BEST REPERTORY EXPERIENCE

Get Mean (Ferdinando Baldi)  1975 Italy/USA at Cinefamily

Shortly after arriving to Los Angeles and becoming members of Cinefamily, we had a blast attending a screening with cast included of a rarely seen spaghetti/time travel western from 1975 entitled Get Mean. Once Asian cinema began to overwhelm the action film landscape in the 1970s, the days of the spaghetti western were numbered, and thus the genre had to get crafty or else ride quickly into the sunset. To the rescue comes actor Tony Anthony, an American living in Italy at the time of Leone, who was well known for The Stranger character that first appeared in 1967’s A Dollar Between The Teeth. That film was successful, but Anthony was one of the first to see the writing on a wall in realizing that the genre needed some fresh ideas, so a year after that film debuted, Anthony and director Luigi Vanzi took The Stranger way east for The Silent Stranger (aka A Stranger In Japan), mixing the western with the samurai film. Tony wasn’t done yet with the Japanese sword epic, as he teamed up with veteran sword and sandal director Ferdinando Baldi and brought in ex-Beatle Ringo Starr to play the heavy for a spaghetti treatment of the blind swordsman, Zatoichi, in 1971 called Blindman, about you guessed it, a blind gunfighter. For years Blindman was next to impossible to get here in the States, and for that reason, it was pushed into cult film status alongside Anthony’s fourth entry into the Stranger series: a bizarre, genre-bending spaghetti from 1975 called Get Mean.

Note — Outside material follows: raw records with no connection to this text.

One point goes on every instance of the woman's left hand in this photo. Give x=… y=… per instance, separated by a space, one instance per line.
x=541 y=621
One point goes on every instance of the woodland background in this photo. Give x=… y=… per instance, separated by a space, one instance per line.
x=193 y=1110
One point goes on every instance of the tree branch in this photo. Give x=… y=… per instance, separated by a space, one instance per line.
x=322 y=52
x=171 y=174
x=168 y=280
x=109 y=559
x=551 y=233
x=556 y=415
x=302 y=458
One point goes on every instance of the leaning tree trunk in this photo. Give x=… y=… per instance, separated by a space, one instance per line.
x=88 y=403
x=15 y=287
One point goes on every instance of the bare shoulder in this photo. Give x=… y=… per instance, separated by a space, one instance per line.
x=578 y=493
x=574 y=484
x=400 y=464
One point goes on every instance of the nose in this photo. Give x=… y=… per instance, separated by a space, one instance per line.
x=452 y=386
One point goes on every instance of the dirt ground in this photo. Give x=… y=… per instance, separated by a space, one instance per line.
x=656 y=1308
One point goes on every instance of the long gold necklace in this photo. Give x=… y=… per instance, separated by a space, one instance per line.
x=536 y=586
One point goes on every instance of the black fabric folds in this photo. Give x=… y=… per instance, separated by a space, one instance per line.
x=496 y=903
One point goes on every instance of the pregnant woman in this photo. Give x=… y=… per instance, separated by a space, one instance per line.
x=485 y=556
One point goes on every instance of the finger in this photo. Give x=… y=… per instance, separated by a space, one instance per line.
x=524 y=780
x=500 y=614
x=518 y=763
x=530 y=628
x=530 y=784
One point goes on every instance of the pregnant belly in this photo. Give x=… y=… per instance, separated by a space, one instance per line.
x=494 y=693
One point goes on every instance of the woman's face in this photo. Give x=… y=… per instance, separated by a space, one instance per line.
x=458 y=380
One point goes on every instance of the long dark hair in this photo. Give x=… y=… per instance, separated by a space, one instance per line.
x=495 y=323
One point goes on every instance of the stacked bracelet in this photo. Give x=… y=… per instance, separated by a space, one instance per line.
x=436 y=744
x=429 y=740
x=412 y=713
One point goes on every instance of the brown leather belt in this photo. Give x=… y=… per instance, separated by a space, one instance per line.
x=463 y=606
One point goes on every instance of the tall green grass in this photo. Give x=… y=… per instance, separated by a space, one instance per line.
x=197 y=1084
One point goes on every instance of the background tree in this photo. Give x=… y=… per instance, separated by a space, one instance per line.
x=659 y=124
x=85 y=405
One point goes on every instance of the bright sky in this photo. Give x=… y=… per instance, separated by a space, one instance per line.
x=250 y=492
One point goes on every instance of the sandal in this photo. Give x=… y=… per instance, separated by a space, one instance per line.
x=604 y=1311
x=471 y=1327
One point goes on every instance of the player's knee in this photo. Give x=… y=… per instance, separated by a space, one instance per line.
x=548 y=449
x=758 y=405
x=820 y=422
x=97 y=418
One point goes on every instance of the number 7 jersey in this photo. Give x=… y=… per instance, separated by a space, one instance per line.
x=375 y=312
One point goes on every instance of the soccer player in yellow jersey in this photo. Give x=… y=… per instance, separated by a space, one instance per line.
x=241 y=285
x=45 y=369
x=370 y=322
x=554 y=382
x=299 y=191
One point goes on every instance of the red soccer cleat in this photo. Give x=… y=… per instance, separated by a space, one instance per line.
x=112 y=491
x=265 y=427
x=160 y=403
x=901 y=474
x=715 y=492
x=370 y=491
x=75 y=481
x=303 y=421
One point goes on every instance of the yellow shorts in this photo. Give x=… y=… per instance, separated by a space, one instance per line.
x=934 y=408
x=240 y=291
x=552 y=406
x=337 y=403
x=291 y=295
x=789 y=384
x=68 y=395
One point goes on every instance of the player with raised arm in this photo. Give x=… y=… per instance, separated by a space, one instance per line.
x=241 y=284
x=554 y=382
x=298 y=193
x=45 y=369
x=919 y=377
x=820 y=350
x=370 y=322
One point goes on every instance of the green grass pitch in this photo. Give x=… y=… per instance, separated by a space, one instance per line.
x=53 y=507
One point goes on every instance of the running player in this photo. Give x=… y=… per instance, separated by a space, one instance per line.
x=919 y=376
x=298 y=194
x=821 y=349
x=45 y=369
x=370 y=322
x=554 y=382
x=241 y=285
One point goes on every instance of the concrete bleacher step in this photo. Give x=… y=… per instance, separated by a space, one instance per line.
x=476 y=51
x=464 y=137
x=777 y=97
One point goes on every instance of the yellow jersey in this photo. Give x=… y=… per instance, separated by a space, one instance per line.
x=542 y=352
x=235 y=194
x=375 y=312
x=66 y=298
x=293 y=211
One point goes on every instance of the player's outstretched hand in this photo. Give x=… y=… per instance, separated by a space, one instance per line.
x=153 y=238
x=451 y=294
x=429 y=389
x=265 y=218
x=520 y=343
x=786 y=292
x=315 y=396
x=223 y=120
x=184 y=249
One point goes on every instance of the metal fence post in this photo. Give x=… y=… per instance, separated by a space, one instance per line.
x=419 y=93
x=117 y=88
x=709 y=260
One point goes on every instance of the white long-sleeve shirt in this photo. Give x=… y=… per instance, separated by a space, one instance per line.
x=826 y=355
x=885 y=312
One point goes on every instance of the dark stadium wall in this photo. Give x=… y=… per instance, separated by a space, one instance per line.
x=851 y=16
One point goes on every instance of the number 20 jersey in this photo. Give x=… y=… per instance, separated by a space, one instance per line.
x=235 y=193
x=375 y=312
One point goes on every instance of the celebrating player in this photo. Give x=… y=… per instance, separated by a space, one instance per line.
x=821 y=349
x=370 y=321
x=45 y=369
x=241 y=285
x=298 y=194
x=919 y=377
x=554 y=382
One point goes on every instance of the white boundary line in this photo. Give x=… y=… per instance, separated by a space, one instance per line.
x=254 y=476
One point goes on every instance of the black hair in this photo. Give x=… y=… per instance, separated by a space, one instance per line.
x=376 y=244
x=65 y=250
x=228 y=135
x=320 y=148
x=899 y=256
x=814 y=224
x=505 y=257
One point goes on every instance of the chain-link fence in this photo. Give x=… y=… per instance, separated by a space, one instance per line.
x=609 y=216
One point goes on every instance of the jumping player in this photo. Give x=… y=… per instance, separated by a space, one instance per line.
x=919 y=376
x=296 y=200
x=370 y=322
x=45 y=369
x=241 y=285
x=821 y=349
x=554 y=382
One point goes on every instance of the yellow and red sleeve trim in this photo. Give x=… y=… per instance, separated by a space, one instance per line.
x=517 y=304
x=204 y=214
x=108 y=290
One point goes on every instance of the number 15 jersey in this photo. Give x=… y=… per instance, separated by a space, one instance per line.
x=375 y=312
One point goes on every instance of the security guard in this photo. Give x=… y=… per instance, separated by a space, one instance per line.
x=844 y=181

For Get Mean, Tony Anthony reunited with director Baldi and his co-star from Blindman, Lloyd Battista for this fantasy western where The Stranger, shortly after being dragged for a few miles by his dying horse past an ominous Phantasmesque silver orb, is offered fifty grand by a witch to escort a Princess back to Spain where she can regain her throne from the hundreds of Vikings and Moors who are battling it out back home. As bizarre as all of this sounds, Get Mean is an outrageously entertaining film which set up an even more entertaining Q&A between Anthony, Battista, and executive producer Ronald Schneider. They regaled the audience with bizarre stories from the making of the film that defied anything that I have ever heard coming from an independent production. There were also stories of weird financial transactions that kept Anthony on location while everyone else bailed in fear of retribution from investors and stories of close call money deliveries such a tale when twelve thousand dollars came just in time to feed Get Mean’s enormous cast before things “got ugly.” The outrageously charming cast stayed afterwards to sign posters and tell more stories to fans in the Silent Film Theater courtyard. Quite an evening.